Die Rufe nach einer Arbeitszeitverkürzung auf 32 Stunden pro Woche bei vollem Lohnausgleich sind in der aktuellen öffentlichen Debatte deutlich vernehmbar. Angesichts des sich weiter zuspitzenden Arbeits- und Fachkräftemangels wäre jedoch exakt die gegenteilige Herangehensweise notwendig, denn auch die Zahlen zeigen: In Österreich wird bereits heute weniger gearbeitet als in vielen anderen EU-Ländern – und zwar auch in Vollzeitjobs. Eurostat-Daten zeigen, dass die tatsächliche Wochenarbeitszeit im Rahmen einer Vollzeittätigkeit (unter Berücksichtigung von Urlauben, Feiertagen, sonstigen freien Tagen) von Arbeitnehmerinnen und Arbeitnehmern in Österreich weit unter dem EU-Durchschnitt und damit im untersten Drittel liegt. Während Menschen hierzulande im Jahr 2022 im Schnitt tatsächlich 37,65 Stunden gearbeitet haben, betrug der EU-Durchschnitt 38,35 Stunden, in Deutschland waren es gar 38,9 Stunden. „Die Stimmen, die laut nach einer Arbeitszeitreduktion rufen, sollten das Modell zuerst einem Praxischeck unterziehen. Gerade in Zeiten des Arbeits- und Fachkräftemangels kann die Antwort nicht weniger Arbeiten lauten. Ideologie kann die Realität nicht außer Kraft setzen“, so Georg Knill, Präsident der Industriellenvereinigung und meint weiter: „Die Wochenarbeitszeit in Österreich liegt bereits an der Untergrenze im europäischen Vergleich – Rufe nach einer weiteren Arbeitszeitreduktion bei vollem Lohnausgleich schaden dem Standort und verteuern die Kosten für den Stundenlohn schlagartig um 20%. Das sorgt für einen weiteren Preisauftrieb – absurd in der Zeit hoher Inflation.“
Wir arbeiten nicht nur weniger Stunden, Österreicherinnen und Österreicher gehen im EU-Vergleich auch früh in Pension. Laut OECD, Pensions at a Glance 2021, lag das faktische Pensionsantrittsalter in Österreich zuletzt für Männer bei 62,0 Jahren und Frauen bei 60,7 Jahren und damit deutlich unter dem EU-Schnitt (Männer 62,6 / Frauen 61,9) bzw. Ländern wie Deutschland (Männer 63,1 / Frauen 63,2) oder Schweden (Männer 65,8 / Frauen 64,9). „Wir müssen mit weniger Arbeitszeit die Produktivität auf heutigem Niveau halten und weiterhin steigern, um unseren Wohlstand und unseren Sozialstaat in dieser Form zu erhalten und unseren folgenden Generationen ähnliche Zukunftsaussichten bieten zu können. Weniger Arbeitsstunden pro Woche und früher in Pension zu gehen, geht sich da nicht aus“, so Knill. Gleichzeitig finden Unternehmen keine Mitarbeiterinnen und Mitarbeiter mehr – in der Industrie, in der Lehre, in Restaurants, Hotels und Schulen aber auch im öffentlichen Dienst insgesamt. Damit der Standort nicht weiter an Wettbewerbsfähigkeit verliert und das öffentliche Gemeinwesen nicht weiter unter Druck gerät, sollten die ungenutzten Potenziale am Arbeitsmarkt gehoben werden und die richtigen Anreize, auch zur Beschäftigung über das Pensionsantrittsalter hinaus, gesetzt werden.
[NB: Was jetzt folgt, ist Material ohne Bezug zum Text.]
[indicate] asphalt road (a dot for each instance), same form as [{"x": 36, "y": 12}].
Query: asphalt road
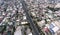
[{"x": 32, "y": 25}]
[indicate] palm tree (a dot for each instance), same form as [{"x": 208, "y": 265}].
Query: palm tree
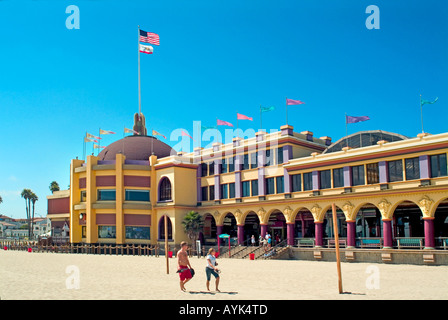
[
  {"x": 33, "y": 199},
  {"x": 54, "y": 186},
  {"x": 26, "y": 194},
  {"x": 193, "y": 224}
]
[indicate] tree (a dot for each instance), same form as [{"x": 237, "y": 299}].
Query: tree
[
  {"x": 54, "y": 186},
  {"x": 193, "y": 223}
]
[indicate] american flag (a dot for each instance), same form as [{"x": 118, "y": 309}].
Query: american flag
[{"x": 149, "y": 37}]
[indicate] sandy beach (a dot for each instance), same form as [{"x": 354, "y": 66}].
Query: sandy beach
[{"x": 25, "y": 275}]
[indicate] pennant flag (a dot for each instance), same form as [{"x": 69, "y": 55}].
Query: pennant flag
[
  {"x": 349, "y": 119},
  {"x": 126, "y": 130},
  {"x": 266, "y": 109},
  {"x": 106, "y": 132},
  {"x": 223, "y": 123},
  {"x": 290, "y": 102},
  {"x": 243, "y": 117},
  {"x": 149, "y": 37},
  {"x": 429, "y": 102},
  {"x": 88, "y": 135},
  {"x": 155, "y": 133},
  {"x": 186, "y": 134},
  {"x": 90, "y": 140},
  {"x": 145, "y": 49}
]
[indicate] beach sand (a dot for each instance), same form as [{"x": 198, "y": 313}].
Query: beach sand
[{"x": 25, "y": 275}]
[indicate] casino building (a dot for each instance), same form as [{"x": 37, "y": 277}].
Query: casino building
[{"x": 390, "y": 190}]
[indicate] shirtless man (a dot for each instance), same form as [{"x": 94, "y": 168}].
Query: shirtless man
[{"x": 183, "y": 265}]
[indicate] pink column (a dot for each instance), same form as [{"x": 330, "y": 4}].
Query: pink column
[
  {"x": 429, "y": 233},
  {"x": 351, "y": 234},
  {"x": 290, "y": 233},
  {"x": 387, "y": 234},
  {"x": 240, "y": 234},
  {"x": 319, "y": 234}
]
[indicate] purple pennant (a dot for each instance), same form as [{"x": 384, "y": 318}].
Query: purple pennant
[{"x": 350, "y": 119}]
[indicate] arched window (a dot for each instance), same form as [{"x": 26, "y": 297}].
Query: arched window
[
  {"x": 162, "y": 229},
  {"x": 165, "y": 189}
]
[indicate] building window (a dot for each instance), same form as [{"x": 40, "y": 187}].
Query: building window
[
  {"x": 231, "y": 164},
  {"x": 165, "y": 189},
  {"x": 395, "y": 170},
  {"x": 358, "y": 175},
  {"x": 106, "y": 195},
  {"x": 204, "y": 193},
  {"x": 296, "y": 180},
  {"x": 106, "y": 232},
  {"x": 83, "y": 196},
  {"x": 338, "y": 178},
  {"x": 224, "y": 165},
  {"x": 211, "y": 168},
  {"x": 224, "y": 191},
  {"x": 325, "y": 179},
  {"x": 231, "y": 190},
  {"x": 373, "y": 173},
  {"x": 308, "y": 181},
  {"x": 280, "y": 185},
  {"x": 270, "y": 186},
  {"x": 246, "y": 164},
  {"x": 253, "y": 160},
  {"x": 254, "y": 187},
  {"x": 137, "y": 195},
  {"x": 246, "y": 188},
  {"x": 412, "y": 168},
  {"x": 280, "y": 155},
  {"x": 211, "y": 193},
  {"x": 204, "y": 169},
  {"x": 137, "y": 233},
  {"x": 438, "y": 165}
]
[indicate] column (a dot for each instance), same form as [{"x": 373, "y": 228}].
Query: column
[
  {"x": 319, "y": 234},
  {"x": 290, "y": 233},
  {"x": 429, "y": 233},
  {"x": 387, "y": 234},
  {"x": 240, "y": 234},
  {"x": 351, "y": 234}
]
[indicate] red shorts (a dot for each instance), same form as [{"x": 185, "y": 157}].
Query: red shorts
[{"x": 186, "y": 274}]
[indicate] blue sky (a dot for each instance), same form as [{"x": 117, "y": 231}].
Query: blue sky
[{"x": 216, "y": 58}]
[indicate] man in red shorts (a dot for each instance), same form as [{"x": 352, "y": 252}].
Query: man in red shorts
[{"x": 183, "y": 265}]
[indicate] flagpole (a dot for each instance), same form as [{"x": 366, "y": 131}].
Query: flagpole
[
  {"x": 421, "y": 112},
  {"x": 139, "y": 85}
]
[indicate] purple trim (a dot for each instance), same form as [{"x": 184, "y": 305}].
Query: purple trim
[
  {"x": 138, "y": 162},
  {"x": 347, "y": 177},
  {"x": 382, "y": 167},
  {"x": 261, "y": 182},
  {"x": 424, "y": 167},
  {"x": 106, "y": 162},
  {"x": 217, "y": 188},
  {"x": 238, "y": 184},
  {"x": 316, "y": 184}
]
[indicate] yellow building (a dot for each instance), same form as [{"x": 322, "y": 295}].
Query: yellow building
[{"x": 391, "y": 191}]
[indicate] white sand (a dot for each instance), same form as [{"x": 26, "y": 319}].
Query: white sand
[{"x": 26, "y": 275}]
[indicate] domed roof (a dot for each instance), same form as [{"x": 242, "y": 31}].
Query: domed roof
[{"x": 136, "y": 147}]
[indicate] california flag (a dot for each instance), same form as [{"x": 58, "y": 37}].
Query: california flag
[{"x": 145, "y": 49}]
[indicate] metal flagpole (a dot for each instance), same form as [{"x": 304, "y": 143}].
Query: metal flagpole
[
  {"x": 421, "y": 112},
  {"x": 139, "y": 89}
]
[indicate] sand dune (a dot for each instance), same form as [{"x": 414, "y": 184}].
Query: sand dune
[{"x": 26, "y": 275}]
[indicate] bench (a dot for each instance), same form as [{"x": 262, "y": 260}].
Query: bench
[
  {"x": 410, "y": 243},
  {"x": 371, "y": 243},
  {"x": 332, "y": 243},
  {"x": 305, "y": 242}
]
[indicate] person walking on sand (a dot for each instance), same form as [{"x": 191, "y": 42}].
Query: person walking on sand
[
  {"x": 211, "y": 269},
  {"x": 183, "y": 265}
]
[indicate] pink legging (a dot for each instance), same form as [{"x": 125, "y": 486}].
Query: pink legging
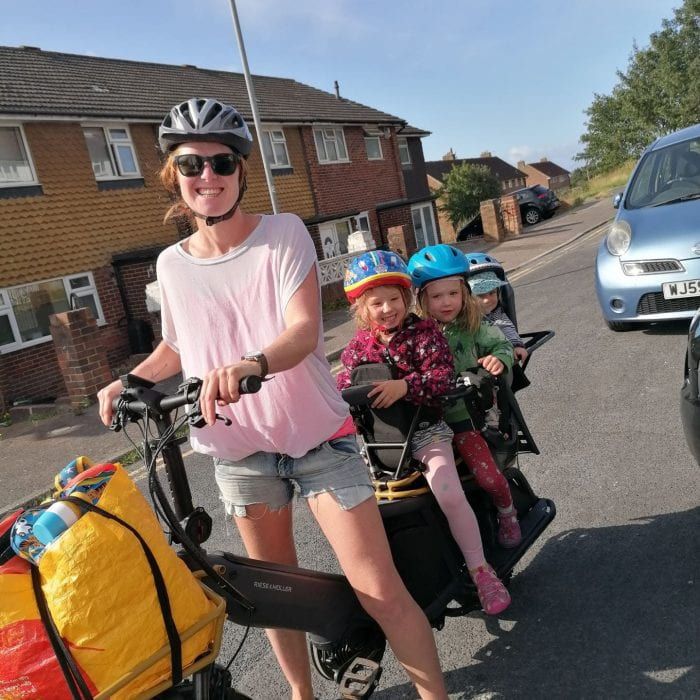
[
  {"x": 441, "y": 475},
  {"x": 476, "y": 455}
]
Lohn- und Gehaltseinbußen durch Arbeitszeitreduktion auf 32-Stunden
Eine aktuelle Studie des Economica-Instituts im Auftrag der Industriellenvereinigung zeigt die Auswirkungen einer Arbeitszeitreduktion auf 32 Stunden in Österreich auf. „Eine Arbeitszeitreduktion auf 32 Stunden pro Woche hat nicht nur volkswirtschaftliche Nachteile, sondern auch Auswirkungen auf die persönliche finanzielle Zukunft. Im Laufe eines Erwerbslebens summieren sich diese Einbußen auf den Wert einer Eigentumswohnung“, erklärt Knill. Das Ergebnis erstreckt sich über alle Arbeitsbereiche der Industrie: Vom Fräser bis zur Systemtechnikerin. Der reale Lohn- und Gehaltsverlust über das gesamte Arbeitsleben hinweg beläuft sich auf bis zu 350.000 Euro, dies entspricht einer Eigentumswohnung im urbanen Raum oder einem Einfamilienhaus im ländlichen Bereich. Die Berechnungen gehen von einer Reduktion der Wochenarbeitszeit auf 32 Stunden statt der derzeit üblichen 38,5 Stunden aus.